The Manhattan Project analogy is tempting. “This may be a technology where the first-mover advantage would be world-historically decisive,” Zelikow told me. He noted the oft-cited danger that Adolf Hitler might have developed a nuclear bomb first, if America hadn’t raced to build one.

But even if Washington wanted to drive artificial intelligence in the same way it did nuclear research, it probably couldn’t, said Graham Allison, a Harvard Kennedy School professor who has written extensively about AI. Unlike in the 1940s, Allison told me, cutting-edge technologies and cash to fund them are privately held, and the government struggles to keep pace. Public-sector managers are more often obstacles to innovation than enablers of it. Zelikow agrees with Allison’s critique.

Rand, which played a crucial role in early nuclear-weapons strategy, is helping policymakers think about AI risks with a new project called the “Geopolitics of AGI Initiative.” Joel Predd, the project leader, explained to me Thursday that he wants to explore some key uncertainties about whether AGI will emerge gradually or suddenly, and whether the country that obtains it first will have an unbreakable strategic or competitive advantage.
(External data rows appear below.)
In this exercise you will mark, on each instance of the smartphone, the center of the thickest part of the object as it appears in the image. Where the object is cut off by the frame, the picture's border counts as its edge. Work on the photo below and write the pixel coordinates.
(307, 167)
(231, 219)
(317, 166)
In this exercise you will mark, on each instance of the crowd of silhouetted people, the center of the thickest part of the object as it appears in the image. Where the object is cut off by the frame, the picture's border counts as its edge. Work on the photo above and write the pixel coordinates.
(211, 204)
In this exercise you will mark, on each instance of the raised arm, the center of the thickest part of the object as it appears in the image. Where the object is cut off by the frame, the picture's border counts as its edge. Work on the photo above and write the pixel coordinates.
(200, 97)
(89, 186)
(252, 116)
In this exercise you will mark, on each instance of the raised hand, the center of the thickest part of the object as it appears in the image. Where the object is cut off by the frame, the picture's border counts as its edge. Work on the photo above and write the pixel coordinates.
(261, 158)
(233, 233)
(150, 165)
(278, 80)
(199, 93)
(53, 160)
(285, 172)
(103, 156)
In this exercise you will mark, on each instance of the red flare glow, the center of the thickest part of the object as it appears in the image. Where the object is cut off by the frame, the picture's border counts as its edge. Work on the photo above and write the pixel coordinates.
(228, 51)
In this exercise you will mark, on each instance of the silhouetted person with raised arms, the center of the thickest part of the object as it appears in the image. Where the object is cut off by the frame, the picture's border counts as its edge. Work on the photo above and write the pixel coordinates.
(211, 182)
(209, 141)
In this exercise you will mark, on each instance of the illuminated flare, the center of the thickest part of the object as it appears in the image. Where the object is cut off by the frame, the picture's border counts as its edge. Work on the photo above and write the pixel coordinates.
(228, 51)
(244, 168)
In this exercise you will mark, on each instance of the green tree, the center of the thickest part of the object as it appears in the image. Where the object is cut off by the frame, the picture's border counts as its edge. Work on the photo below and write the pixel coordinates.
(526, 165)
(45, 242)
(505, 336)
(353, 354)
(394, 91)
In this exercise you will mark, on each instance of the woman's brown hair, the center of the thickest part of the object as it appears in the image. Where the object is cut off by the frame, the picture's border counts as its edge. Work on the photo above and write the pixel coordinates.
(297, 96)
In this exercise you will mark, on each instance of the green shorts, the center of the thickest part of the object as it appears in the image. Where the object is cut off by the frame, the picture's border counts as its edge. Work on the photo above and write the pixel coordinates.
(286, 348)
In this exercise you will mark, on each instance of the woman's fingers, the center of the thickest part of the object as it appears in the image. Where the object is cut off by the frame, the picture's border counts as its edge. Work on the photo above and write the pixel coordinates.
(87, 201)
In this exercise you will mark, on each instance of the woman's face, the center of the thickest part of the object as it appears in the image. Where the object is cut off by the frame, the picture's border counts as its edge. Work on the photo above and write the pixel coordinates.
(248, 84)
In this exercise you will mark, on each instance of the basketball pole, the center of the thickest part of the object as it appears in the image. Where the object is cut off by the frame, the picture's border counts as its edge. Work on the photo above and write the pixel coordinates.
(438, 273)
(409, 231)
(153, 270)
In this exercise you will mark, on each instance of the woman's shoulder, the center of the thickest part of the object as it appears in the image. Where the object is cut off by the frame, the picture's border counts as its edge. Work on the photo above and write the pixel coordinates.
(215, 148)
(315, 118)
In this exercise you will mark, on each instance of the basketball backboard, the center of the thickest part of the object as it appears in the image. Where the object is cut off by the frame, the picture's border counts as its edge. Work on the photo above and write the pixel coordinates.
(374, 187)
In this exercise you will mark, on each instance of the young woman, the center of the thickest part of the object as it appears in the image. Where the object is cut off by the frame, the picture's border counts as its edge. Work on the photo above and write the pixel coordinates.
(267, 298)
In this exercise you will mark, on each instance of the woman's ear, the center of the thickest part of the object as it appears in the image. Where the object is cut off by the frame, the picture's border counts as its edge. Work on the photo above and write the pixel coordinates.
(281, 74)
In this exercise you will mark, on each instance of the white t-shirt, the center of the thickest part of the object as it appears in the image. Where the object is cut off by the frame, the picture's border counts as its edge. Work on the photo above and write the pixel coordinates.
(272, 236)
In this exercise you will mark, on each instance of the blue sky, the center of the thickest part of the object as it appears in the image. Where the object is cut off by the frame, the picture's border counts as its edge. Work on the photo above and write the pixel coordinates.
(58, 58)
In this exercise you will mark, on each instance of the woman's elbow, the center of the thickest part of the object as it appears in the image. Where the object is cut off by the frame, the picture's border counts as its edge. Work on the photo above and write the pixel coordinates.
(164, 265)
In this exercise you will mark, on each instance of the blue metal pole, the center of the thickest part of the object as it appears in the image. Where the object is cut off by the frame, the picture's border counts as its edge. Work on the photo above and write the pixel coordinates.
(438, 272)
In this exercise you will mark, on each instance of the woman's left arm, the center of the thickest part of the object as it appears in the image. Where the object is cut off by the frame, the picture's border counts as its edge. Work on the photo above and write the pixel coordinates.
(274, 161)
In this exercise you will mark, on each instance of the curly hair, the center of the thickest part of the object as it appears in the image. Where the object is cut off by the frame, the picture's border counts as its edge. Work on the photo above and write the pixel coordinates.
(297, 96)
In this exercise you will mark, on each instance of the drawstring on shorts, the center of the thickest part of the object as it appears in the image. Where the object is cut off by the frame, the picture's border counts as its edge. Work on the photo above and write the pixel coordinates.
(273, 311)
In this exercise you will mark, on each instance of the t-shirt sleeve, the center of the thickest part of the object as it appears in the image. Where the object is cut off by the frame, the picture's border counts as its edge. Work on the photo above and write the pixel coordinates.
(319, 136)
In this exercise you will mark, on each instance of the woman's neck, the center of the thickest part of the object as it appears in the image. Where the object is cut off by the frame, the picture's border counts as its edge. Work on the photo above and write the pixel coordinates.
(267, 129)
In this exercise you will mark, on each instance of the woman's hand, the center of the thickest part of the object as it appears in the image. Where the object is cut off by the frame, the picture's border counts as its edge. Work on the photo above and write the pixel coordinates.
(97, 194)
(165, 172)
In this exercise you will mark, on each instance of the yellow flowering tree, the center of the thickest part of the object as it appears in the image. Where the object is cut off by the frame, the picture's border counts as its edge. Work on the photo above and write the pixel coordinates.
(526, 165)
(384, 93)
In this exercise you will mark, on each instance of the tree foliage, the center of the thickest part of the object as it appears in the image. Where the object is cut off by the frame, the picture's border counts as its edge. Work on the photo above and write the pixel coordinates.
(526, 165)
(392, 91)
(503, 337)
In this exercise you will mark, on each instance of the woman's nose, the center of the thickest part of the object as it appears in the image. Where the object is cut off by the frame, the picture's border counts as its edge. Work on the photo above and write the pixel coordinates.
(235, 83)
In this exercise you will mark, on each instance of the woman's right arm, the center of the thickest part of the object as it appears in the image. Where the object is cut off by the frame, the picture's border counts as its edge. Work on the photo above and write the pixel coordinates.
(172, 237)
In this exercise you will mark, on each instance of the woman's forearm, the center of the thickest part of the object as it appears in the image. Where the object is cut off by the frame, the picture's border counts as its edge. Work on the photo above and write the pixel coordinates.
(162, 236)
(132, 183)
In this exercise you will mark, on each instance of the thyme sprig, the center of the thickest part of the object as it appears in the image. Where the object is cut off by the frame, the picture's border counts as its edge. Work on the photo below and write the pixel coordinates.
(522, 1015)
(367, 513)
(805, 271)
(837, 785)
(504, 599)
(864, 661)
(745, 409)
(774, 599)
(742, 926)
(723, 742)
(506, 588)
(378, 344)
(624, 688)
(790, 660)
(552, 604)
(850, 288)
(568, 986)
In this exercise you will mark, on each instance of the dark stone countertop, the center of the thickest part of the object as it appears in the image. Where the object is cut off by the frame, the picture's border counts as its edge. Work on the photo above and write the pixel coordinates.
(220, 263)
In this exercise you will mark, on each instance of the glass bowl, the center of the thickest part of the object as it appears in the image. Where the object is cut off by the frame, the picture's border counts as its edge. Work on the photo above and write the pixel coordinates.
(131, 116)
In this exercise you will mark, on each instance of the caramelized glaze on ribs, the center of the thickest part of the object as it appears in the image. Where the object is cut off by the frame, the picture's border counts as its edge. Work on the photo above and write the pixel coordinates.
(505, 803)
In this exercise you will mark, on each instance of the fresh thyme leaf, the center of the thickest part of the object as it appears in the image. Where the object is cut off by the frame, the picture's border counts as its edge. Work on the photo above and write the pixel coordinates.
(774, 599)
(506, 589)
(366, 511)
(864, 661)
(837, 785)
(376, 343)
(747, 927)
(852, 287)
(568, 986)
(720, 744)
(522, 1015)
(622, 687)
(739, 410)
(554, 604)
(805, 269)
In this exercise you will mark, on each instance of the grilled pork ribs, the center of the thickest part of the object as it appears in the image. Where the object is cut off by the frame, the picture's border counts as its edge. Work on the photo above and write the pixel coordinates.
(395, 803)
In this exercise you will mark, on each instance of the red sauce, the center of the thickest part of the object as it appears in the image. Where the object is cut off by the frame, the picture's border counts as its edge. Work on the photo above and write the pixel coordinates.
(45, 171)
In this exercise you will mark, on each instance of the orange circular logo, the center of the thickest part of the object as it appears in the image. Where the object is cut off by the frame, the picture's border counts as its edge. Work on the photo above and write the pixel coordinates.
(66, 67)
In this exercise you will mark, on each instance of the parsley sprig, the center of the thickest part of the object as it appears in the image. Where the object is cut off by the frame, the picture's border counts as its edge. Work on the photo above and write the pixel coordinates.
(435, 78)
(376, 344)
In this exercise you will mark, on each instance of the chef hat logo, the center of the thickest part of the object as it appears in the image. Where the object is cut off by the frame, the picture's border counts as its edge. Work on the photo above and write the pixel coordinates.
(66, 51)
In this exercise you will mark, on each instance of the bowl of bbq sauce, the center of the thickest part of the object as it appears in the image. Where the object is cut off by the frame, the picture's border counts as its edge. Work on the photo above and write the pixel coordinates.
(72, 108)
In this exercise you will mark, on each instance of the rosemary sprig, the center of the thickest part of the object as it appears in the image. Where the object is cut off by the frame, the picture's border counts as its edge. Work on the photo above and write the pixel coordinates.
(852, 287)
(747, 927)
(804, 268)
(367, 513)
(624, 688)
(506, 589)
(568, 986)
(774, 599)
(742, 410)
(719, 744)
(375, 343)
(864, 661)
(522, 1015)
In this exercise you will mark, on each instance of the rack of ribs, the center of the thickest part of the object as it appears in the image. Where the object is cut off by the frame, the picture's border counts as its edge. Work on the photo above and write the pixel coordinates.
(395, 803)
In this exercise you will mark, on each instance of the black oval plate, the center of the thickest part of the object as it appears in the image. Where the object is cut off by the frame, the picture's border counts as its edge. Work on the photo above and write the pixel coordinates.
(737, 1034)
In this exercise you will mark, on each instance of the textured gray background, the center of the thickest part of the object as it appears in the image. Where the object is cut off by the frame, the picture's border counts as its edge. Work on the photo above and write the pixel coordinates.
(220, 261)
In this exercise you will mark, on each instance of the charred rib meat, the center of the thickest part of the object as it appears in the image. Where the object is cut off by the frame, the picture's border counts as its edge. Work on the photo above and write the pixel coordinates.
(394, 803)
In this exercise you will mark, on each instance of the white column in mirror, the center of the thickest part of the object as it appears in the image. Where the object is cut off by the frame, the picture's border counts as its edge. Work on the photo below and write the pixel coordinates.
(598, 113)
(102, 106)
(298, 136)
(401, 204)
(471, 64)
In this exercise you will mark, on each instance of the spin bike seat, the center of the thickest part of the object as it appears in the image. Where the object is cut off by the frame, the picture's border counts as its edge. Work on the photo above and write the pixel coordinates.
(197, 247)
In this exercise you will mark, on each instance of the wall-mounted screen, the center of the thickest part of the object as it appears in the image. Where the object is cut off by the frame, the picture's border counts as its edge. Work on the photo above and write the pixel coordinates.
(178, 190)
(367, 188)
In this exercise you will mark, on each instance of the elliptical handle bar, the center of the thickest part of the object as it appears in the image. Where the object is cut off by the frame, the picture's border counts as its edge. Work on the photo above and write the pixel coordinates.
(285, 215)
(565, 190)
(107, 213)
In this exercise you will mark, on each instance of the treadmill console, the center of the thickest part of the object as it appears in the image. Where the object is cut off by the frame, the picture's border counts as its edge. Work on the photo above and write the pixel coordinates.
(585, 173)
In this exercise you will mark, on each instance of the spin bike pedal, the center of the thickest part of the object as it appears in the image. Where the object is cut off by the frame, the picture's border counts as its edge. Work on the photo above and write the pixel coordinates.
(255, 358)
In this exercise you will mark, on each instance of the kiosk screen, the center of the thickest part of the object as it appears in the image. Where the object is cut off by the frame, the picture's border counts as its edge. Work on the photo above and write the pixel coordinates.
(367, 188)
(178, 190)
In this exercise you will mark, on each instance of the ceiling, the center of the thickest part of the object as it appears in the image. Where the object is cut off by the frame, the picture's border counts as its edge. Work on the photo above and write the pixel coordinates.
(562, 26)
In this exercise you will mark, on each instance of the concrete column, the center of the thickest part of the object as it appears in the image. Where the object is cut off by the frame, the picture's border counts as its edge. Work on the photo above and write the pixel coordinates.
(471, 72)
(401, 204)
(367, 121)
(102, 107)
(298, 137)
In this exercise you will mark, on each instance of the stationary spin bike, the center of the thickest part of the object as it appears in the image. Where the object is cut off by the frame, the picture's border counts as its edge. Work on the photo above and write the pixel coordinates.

“Our central research question,” he said, “is how the U.S. government should address the deeply uncertain but technically credible potential that world-leading AI labs are on the cusp of developing” AGI.

The debate is just beginning. Already, the tech world is dividing between “doomers,” who think AGI will mean the end of humanity, and “accelerationists,” who see it as “a way to make everything we care about better,” in the words of techno-optimist Marc Andreessen, who co-invented the first internet browser.

Joe Biden is the paradigm of an old-fashioned, analog guy. But in his final months in office, his team is boldly trying to write the rules for a digital technology that will have the capacity to rearrange, for good or ill, every piece of our global mosaic. As Shakespeare’s Miranda exclaims at the end of “The Tempest”: “O brave new world.”